How do we face fear?
That rising tension in the chest, the mind tightening, the clam up of the body, the building resistance to all that is physically present in front of our eyes and the mental swirls that seem to magnify the stress of the moment.
To face our fears. Fear is such a deep seeded emotion, it’s a gift in reality, our senses interpreting the environment we find ourselves in, computing the dangers and risks, allocating resources to the assessment against all previously known instances to ascertain if we are prepared and experienced enough to face this looming situation unfolding unexpectedly in front of us, or, all around us.
As a young boy aged around 10, one of my strongest memories is being on the farm with my cousins, in the days that the game of ‘stacks on’ was a type of fun physical play amongst friends in a rowdy wrestling kind of way.
Until, as the smallest, you find yourself on the bottom of the stack, five or six bigger bodies piled on top of you, that feel like 15 or 16.
Immobilised from the weight, pinned to the ground with everyone layered on your back, ribcage and sternum pressed hard into the floor.
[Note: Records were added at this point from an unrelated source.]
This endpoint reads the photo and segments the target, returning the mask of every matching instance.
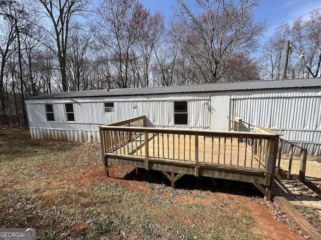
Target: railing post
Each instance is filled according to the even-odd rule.
[[[144,138],[145,138],[145,169],[146,169],[146,170],[149,170],[149,160],[148,158],[148,132],[147,130],[145,130]]]
[[[271,198],[271,190],[274,179],[276,154],[279,144],[279,136],[271,136],[268,140],[268,149],[265,164],[266,176],[264,185],[266,186],[265,200],[269,200]]]
[[[306,148],[302,150],[302,154],[300,157],[300,172],[299,172],[299,180],[304,182],[305,181],[305,167],[306,166],[306,156],[307,150]]]
[[[199,134],[195,134],[195,176],[199,176]]]
[[[279,174],[280,172],[280,164],[281,162],[281,154],[282,154],[282,149],[283,148],[283,140],[280,140],[280,145],[279,146],[279,154],[278,156],[278,160],[277,160],[277,168],[276,168],[276,172],[278,174]]]
[[[287,179],[291,179],[291,168],[292,168],[292,160],[293,159],[293,148],[294,146],[291,144],[291,150],[290,150],[290,159],[289,160],[289,167],[287,170]]]
[[[141,120],[142,121],[142,127],[145,128],[146,126],[146,116],[144,116]]]

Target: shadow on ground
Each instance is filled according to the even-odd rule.
[[[134,169],[123,178],[125,180],[165,184],[171,186],[170,180],[160,171],[139,168],[136,174]],[[186,190],[200,190],[212,192],[223,192],[253,198],[263,198],[264,195],[252,184],[206,176],[185,174],[175,182],[175,188]]]

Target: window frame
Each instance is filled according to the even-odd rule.
[[[106,105],[108,104],[112,104],[112,106],[108,106]],[[104,102],[104,110],[105,114],[109,114],[115,112],[115,104],[113,102]]]
[[[176,104],[177,103],[185,103],[186,106],[184,106],[182,109],[177,109]],[[186,108],[186,109],[184,109]],[[174,124],[175,125],[188,125],[189,124],[189,114],[188,114],[188,104],[187,101],[175,101],[174,102]],[[182,120],[182,118],[178,120],[177,118],[179,116],[184,116],[184,122]],[[185,119],[186,118],[186,119]]]
[[[71,105],[72,107],[72,112],[67,111],[67,105]],[[66,110],[66,117],[67,122],[75,122],[75,110],[74,109],[74,104],[65,104],[65,110]],[[72,115],[71,115],[72,114]],[[71,120],[70,120],[70,116],[72,116]]]
[[[51,111],[49,110],[47,106],[51,106]],[[55,122],[55,114],[54,114],[54,106],[52,104],[45,104],[45,110],[46,110],[46,116],[47,118],[47,122]],[[49,119],[50,118],[49,116],[52,116],[52,120]]]

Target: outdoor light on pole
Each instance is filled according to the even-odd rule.
[[[284,61],[284,69],[283,72],[283,79],[286,78],[286,74],[287,72],[287,64],[289,62],[289,58],[291,55],[289,56],[290,52],[290,40],[286,41],[286,46],[285,46],[285,60]],[[303,59],[304,58],[304,52],[303,52],[299,56],[299,59]]]

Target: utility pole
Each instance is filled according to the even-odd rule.
[[[284,69],[283,71],[283,79],[286,78],[286,72],[287,72],[287,64],[289,60],[289,52],[290,52],[290,40],[286,41],[285,46],[285,59],[284,60]]]

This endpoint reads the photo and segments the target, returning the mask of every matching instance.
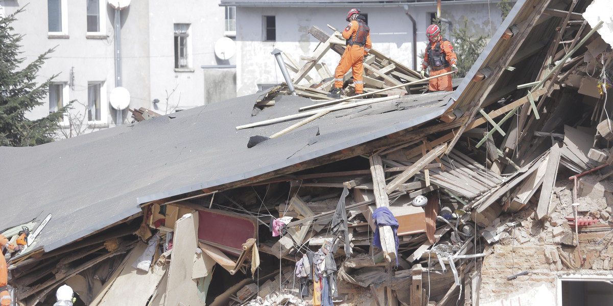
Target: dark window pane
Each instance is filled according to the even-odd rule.
[[[98,28],[98,17],[87,17],[87,31],[88,32],[100,32]]]
[[[265,37],[264,40],[273,41],[276,39],[276,29],[274,16],[264,17]]]
[[[62,31],[62,1],[47,0],[49,32]]]
[[[100,6],[98,1],[87,1],[88,32],[100,32]]]
[[[276,39],[275,34],[275,29],[266,29],[266,40],[275,40]]]
[[[175,36],[175,68],[179,67],[179,37]]]

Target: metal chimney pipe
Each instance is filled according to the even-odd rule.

Unable to breathe.
The air squashed out of you on the last exhale, the constriction of the mass on top preventing an inhale, not even a gasp or whisper possible to mutter a grievance or desperate plea to get those bodies off.

The tension rising, stuck under this heap, heart racing now as the fear permeates every cell of the body, time seemingly going on forever, mind chattering quickly trying to work out in vain how to escape this oxygen-less predicament, chest crushed so heavily that breathing has been disabled and stopped.